Taxonomies…thesauri…classification
systems…synonym rings. We’ve heard all of these terms in the context of
the Web. As Web sites expand, the task of organizing them has become
increasingly problematic and complex.
All of the
terms mentioned above are controlled vocabularies. That means that they
are organized lists of words and phrases, or notation systems, that are
used to initially tag content, and then to find it through navigation
or search.
Unfortunately, a great deal of
disagreement exists as to the individual definitions of each of the
terms I mentioned; we spend too much of our valuable time
misunderstanding each other. The terminology is in flux; hopefully, at
some point, specific definitions will be standardized.
Until
then, we need to focus on the possibilities of various types and levels
of controlled vocabulary. Frankly, the specific terminology isn’t
nearly as important as knowing what each example can accomplish, and be
used most effectively.
I have three purposes in this introduction to the world of controlled vocabularies:
- Describe where vocabulary control fits into the information architecture of a Web site.
- Describe the basic steps in controlling vocabulary and how these steps map to the terminology.
- Provide some basic guidelines and recommendations for creating controlled vocabularies and leveraging them effectively.
Where Do Controlled Vocabularies Fit Into the Information Architecture of a Web site?
There
are two basic places in information architecture where the form of
labels and search terms can be controlled and then often organized in
some way, usually hierarchically:
- In the navigation scheme, which should use unambiguous labels and where the primary organization is usually hierarchical.
- In
the search system, where search terms are selected and organized for
tagging content items and searching for them, now usually through a
content management system and a search engine.
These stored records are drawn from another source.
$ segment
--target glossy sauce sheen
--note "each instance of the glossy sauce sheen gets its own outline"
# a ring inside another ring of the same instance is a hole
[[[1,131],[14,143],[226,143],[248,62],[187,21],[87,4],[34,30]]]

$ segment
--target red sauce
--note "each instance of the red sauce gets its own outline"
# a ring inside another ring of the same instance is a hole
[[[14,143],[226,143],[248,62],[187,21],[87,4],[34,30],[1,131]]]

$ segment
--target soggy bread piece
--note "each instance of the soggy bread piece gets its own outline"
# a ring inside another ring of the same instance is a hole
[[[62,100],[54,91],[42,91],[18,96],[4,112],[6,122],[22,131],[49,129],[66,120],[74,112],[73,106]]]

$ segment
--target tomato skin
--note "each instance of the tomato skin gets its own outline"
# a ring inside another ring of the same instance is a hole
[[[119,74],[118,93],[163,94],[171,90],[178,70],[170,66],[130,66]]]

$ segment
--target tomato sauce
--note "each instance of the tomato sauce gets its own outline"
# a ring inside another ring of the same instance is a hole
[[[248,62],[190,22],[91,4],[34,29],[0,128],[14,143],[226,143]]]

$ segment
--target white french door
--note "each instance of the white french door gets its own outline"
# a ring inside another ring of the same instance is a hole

- Where Do I Get the Labels or Terms for My Navigation Scheme or Search Vocabulary?
There
are several options for obtaining labels or terms; which ones you use
depend both on what you want to do and what resources you have at your
disposal. Basically, your options fall into three categories —
buy/borrow, revise, or build from scratch.
There
are literally hundreds, if not thousands, of controlled vocabularies
floating around, some in electronic format and others still only in
print. The vast majority of the vocabularies in existence are probably
in-house lists. Unless you a) have some insider knowledge, and b) can convince their owners to share them with you, you probably won’t be able to get your hands on them.
At
the end of this column you’ll find a list of useful links, including
several to Web sites that collect links to vocabularies that are
available in electronic format. While some vocabularies are in the
public domain, many are only available as development resources if you
either license or buy them.
Although it seems
attractive to obtain an existing resource for fee or for free, my
experience has been that many of these are more suited to libraries and
classical document collections (i.e., books, journal articles, etc.).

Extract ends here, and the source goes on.